But as Schutten told LifeSiteNews, “The bad law is still on the books.”

ARPA joined Maloney in the April 22 charter challenge to FIPPA because “without access to government information, a citizen cannot meaningfully discuss, debate, scrutinize or make informed opinions on matters of public policy,” Schutten stated at the press conference. “Freedom of information is protected by the Charter’s freedom of expression guarantee.”

Schutten noted that the case is about “transparency” and “democracy” but most importantly “about justice. Justice requires accountability. It is a scientific fact that each abortion takes the life of a human being…. The way to deal with this is not to censor all abortion-related information.”

The case has implications beyond Ontario, Schutten said, pointing out that BC’s privacy legislation has a “similar censorship provision.”

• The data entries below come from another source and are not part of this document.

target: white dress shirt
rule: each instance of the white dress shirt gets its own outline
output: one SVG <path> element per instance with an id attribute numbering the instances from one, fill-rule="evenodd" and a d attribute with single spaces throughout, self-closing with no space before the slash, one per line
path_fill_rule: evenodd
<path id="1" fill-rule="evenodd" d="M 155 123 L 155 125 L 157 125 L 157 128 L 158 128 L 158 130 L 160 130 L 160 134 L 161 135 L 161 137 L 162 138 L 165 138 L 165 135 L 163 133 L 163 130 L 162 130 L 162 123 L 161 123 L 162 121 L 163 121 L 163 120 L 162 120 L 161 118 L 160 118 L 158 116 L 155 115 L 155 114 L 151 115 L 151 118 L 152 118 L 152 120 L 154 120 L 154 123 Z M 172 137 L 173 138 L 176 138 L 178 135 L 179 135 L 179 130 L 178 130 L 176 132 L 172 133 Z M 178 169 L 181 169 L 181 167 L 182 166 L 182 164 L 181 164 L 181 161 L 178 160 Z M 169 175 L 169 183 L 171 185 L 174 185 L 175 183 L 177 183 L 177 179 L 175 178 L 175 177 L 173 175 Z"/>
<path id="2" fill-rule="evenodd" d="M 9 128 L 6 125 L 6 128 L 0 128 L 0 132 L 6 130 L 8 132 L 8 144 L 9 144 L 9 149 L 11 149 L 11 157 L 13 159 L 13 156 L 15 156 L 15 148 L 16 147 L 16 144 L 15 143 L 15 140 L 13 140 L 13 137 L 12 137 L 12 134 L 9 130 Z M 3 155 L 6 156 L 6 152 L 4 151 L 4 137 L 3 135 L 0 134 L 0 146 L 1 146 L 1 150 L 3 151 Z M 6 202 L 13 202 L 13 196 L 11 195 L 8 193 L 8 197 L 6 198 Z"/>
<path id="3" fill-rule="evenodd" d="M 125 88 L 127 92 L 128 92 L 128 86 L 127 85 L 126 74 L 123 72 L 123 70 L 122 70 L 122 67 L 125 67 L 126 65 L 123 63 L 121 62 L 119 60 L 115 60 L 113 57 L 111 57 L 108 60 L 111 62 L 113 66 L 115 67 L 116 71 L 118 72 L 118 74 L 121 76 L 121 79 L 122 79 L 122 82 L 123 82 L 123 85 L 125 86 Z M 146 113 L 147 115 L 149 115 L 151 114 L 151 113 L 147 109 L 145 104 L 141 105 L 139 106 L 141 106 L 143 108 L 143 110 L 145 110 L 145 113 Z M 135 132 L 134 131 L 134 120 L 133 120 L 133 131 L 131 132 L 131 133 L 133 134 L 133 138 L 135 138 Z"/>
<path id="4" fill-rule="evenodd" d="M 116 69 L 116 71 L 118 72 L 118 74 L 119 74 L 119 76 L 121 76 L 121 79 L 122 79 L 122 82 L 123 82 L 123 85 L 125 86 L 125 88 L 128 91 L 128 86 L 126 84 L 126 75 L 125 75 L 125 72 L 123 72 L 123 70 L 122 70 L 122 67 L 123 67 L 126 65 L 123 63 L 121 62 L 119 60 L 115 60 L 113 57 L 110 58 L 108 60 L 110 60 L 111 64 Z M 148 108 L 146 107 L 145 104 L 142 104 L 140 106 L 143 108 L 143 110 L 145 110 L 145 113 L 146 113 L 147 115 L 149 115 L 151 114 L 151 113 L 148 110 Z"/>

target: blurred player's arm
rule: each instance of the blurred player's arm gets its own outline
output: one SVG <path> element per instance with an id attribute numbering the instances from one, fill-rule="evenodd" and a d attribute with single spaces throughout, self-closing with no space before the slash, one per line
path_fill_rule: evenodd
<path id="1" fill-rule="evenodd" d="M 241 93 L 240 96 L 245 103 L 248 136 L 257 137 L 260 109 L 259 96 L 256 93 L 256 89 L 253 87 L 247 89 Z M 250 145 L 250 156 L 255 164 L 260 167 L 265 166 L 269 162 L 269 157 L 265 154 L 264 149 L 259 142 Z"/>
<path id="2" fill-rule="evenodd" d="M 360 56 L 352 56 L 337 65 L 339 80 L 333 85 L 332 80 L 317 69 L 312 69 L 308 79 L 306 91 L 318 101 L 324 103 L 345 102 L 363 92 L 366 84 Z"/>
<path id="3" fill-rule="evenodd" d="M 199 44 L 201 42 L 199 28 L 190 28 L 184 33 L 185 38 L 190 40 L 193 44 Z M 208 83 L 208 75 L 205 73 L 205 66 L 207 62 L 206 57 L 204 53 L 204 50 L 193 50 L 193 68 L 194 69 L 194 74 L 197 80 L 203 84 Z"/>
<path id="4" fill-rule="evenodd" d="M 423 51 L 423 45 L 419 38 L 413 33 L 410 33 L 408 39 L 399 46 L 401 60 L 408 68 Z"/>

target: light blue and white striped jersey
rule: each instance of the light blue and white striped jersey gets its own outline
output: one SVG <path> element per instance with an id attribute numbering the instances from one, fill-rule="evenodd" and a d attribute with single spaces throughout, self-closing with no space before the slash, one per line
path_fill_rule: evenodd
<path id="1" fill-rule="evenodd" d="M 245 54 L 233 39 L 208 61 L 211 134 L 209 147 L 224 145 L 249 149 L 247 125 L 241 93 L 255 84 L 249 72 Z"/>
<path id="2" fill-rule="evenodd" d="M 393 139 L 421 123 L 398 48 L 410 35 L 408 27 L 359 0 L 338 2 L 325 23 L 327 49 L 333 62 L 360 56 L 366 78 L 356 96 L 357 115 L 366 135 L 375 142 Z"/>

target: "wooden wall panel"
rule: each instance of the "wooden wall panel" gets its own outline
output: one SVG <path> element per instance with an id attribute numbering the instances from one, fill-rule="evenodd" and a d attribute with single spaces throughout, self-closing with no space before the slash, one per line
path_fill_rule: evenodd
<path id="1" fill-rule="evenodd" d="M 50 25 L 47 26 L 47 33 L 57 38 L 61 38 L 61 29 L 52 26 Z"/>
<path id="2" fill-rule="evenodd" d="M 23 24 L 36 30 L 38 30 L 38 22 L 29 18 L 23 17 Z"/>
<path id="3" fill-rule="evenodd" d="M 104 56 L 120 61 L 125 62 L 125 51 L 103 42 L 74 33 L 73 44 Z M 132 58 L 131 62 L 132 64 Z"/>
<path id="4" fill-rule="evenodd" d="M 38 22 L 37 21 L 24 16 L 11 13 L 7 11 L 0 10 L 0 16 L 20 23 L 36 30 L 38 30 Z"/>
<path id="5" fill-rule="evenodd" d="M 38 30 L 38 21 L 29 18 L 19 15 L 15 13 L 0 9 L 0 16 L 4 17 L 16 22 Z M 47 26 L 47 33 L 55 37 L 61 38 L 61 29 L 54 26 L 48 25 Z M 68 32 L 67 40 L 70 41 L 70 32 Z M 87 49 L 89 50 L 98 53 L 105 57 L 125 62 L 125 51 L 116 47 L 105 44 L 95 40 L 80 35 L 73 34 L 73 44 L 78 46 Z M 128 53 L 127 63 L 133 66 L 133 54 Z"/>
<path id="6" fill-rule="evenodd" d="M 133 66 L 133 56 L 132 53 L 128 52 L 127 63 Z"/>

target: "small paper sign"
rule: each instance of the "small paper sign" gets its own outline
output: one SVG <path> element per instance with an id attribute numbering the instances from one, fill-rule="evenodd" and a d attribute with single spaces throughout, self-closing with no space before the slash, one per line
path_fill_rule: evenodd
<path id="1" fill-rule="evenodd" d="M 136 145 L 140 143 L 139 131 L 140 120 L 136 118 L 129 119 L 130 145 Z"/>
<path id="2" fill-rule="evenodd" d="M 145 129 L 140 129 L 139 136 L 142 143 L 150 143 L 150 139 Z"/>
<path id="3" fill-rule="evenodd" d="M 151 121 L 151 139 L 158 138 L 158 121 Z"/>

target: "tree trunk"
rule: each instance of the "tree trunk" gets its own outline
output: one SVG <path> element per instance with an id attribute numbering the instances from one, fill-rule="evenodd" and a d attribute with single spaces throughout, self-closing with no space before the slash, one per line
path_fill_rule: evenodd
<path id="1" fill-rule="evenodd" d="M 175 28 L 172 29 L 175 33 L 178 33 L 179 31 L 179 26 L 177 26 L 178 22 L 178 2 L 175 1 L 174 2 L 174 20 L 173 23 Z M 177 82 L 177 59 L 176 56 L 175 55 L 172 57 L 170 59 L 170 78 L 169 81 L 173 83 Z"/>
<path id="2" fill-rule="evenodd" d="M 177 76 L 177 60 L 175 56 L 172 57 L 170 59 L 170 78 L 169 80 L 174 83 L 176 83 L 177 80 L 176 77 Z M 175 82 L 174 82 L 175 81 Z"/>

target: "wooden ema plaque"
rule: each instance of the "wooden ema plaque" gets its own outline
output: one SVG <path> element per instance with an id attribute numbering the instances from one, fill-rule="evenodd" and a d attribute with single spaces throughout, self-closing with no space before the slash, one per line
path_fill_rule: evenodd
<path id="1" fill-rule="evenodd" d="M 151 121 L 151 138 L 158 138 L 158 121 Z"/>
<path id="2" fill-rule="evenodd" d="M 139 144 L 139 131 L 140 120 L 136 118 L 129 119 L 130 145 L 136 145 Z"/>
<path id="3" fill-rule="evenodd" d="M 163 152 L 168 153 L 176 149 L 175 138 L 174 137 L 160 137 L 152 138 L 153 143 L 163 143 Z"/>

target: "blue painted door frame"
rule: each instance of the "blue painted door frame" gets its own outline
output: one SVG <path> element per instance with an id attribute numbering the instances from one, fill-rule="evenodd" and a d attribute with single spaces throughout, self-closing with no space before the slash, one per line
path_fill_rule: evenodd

Earlier that morning, about 160 volunteers marked the launch of the charter challenge by laying 100,000 pink and blue flags on the south-east lawn of Ontario’s legislature, a task that took them about an hour, to illustrate the number of pre-born children killed each year by abortion in Canada.

According to ARPA spokesperson Niki Penning, the flag display was sponsored by ARPA initiative We Need a Law. The legislature’s rules however, stipulated the grounds could not be “pierced,” and ARPA’s request for an exemption was refused.

So the volunteers, who came from Ottawa, Hamilton, Oxford, Niagara, and Toronto, laid the flags on the ground, which Penning said seemed a fitting way to symbolize human lives ended abruptly and violently before birth.